Bollard has kept the OCR at a record low for 12 months after he slashed interest rates to revive the economy from its worst recession in 18 years.

The Reserve Bank forecasts the 90-day bank will rise to 3.3% in the September quarter, and traders have been split over whether Bollard will tighten monetary policy in June or July after first-quarter inflation came in at 0.4%, below market expectations.  

“Broadly, the message will be the economy tracked as expected and the RBNZ sees sufficient evidence of a recovery to carry out its plan for normalisation,” said Imre Speizer, markets strategist at Westpac Banking Corp. before the announcement.

“Any meeting after this one could result in a rate hike.” The kiwi dollar fell to 71.77 U.S. cents from 72.07 U.S. cents immediately before the statement as Bollard said interest rates may not have to rise as far as in previous tightening cycles.

New Zealand’s economy climbed out of recession in the middle of last year as returning expatriates and incoming migrants stoked demand for housing amid a decline in new construction, while dairy prices bounced back from a slump in July and have underpinned confidence in the farming sector. 
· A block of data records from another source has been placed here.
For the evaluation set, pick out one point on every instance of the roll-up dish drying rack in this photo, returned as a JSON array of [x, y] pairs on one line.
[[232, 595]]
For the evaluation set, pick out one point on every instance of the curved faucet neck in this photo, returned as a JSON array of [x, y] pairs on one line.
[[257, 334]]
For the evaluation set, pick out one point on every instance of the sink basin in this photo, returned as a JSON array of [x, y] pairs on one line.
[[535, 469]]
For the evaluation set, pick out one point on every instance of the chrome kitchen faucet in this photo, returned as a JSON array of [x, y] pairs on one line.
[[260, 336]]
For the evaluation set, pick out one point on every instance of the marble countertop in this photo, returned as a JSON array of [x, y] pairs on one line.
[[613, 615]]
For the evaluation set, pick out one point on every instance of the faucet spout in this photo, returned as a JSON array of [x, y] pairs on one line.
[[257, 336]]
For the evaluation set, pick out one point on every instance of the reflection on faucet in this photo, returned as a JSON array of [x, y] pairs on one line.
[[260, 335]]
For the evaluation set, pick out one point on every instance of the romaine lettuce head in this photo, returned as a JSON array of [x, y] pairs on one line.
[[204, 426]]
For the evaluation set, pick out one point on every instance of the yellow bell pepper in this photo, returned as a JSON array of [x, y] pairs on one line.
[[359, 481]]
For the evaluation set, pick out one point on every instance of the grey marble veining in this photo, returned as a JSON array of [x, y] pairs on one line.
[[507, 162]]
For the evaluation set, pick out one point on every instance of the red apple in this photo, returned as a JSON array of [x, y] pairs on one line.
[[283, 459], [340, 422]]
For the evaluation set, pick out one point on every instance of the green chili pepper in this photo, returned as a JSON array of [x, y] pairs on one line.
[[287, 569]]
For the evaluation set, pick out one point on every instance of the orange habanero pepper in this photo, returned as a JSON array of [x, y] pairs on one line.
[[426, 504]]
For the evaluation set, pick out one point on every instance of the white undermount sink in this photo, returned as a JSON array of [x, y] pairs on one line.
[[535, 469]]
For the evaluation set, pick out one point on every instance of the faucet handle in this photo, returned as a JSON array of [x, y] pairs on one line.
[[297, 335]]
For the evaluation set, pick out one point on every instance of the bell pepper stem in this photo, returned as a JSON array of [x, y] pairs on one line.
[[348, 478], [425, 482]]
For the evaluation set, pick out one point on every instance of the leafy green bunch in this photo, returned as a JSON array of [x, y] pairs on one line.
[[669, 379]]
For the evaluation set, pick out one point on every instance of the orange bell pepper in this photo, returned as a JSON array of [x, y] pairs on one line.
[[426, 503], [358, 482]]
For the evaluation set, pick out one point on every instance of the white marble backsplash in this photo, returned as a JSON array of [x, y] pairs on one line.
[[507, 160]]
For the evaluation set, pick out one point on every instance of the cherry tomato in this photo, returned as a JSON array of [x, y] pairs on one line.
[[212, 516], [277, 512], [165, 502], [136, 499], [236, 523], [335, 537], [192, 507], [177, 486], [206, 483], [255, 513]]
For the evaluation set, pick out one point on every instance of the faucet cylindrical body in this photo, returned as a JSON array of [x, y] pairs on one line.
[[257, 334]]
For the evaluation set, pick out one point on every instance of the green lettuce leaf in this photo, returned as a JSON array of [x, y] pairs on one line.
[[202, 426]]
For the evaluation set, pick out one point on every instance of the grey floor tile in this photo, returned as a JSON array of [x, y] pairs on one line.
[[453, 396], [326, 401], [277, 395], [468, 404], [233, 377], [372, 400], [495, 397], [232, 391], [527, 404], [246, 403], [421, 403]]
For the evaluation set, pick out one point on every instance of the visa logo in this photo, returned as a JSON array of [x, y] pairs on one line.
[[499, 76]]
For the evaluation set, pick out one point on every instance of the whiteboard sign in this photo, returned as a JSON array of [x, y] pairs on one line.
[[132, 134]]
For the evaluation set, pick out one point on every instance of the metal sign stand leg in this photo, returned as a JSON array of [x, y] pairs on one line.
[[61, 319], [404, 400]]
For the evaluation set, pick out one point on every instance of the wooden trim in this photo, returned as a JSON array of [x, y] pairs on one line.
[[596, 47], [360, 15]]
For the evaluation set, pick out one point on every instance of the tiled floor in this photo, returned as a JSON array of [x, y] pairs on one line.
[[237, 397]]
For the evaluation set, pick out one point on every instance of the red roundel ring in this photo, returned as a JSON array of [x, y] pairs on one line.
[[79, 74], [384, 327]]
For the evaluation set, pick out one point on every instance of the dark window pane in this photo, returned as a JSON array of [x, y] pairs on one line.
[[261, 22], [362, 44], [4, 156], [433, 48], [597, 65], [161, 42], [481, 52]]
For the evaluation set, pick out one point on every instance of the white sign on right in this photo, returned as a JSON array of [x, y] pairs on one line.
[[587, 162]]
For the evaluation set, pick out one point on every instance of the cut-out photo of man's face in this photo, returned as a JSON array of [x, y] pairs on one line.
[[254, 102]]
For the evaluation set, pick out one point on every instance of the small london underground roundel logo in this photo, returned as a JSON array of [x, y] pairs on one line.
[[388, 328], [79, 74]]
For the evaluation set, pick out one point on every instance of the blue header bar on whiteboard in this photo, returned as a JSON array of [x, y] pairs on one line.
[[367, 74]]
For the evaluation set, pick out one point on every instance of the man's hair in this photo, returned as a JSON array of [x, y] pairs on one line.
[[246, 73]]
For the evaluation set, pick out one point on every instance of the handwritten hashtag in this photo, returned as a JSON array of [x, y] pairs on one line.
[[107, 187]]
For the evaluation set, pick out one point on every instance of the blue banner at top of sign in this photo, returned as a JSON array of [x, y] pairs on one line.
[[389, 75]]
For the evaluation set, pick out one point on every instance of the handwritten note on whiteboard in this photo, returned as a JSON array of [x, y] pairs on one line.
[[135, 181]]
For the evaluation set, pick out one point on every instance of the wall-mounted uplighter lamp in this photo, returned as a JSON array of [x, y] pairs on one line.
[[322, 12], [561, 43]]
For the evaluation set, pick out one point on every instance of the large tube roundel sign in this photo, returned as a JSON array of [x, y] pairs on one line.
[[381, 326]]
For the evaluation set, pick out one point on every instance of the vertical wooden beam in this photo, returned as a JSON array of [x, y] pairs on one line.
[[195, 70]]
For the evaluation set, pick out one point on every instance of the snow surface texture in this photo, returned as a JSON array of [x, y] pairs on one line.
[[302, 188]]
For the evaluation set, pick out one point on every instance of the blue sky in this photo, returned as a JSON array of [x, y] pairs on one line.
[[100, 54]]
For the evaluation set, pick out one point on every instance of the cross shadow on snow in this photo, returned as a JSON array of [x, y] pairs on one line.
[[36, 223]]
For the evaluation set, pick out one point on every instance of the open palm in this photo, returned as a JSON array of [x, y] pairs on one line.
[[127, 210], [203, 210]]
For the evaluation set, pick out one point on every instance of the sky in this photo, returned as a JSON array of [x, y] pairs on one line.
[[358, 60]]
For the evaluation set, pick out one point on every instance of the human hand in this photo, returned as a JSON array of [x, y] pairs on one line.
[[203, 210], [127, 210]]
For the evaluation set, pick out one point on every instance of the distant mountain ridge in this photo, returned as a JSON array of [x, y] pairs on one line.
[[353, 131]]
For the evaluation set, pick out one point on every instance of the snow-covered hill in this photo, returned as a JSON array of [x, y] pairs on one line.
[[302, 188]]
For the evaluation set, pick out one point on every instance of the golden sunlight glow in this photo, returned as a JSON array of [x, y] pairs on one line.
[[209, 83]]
Bollard said the country’s strong export earnings supported its faster-than-expected recovery, and was something he persistently said was necessary for sustainable economic growth last year. 

“Trading partner activity has recovered more quickly than we expected,” he said. “Consistent with this, export commodity prices have increased close to their 2008 peak.” 

Still, consumers are continuing to look to the future as a 10-year high unemployment rate of 7.3% continues to sap their appetite to start buying big ticket items.

The ANZ Roy Morgan Consumer Confidence survey last week showed consumers are more optimistic about the future than they are about the present, and Bollard said households were still “cautious” amid a subdued housing market and credit growth in today’s statement. 

Interest rates won’t go up as far as they have in the past, with the wedge between lending rates and the OCR and a steeply positive interest rate curve making hikes more effective than in the past, Bollard said.

He has previously flagged the core funding ratio for banks, which requires 65% of licensed lenders’ funding to come from domestic or short-term wholesale sources, as damping the need for excessive rate hikes.  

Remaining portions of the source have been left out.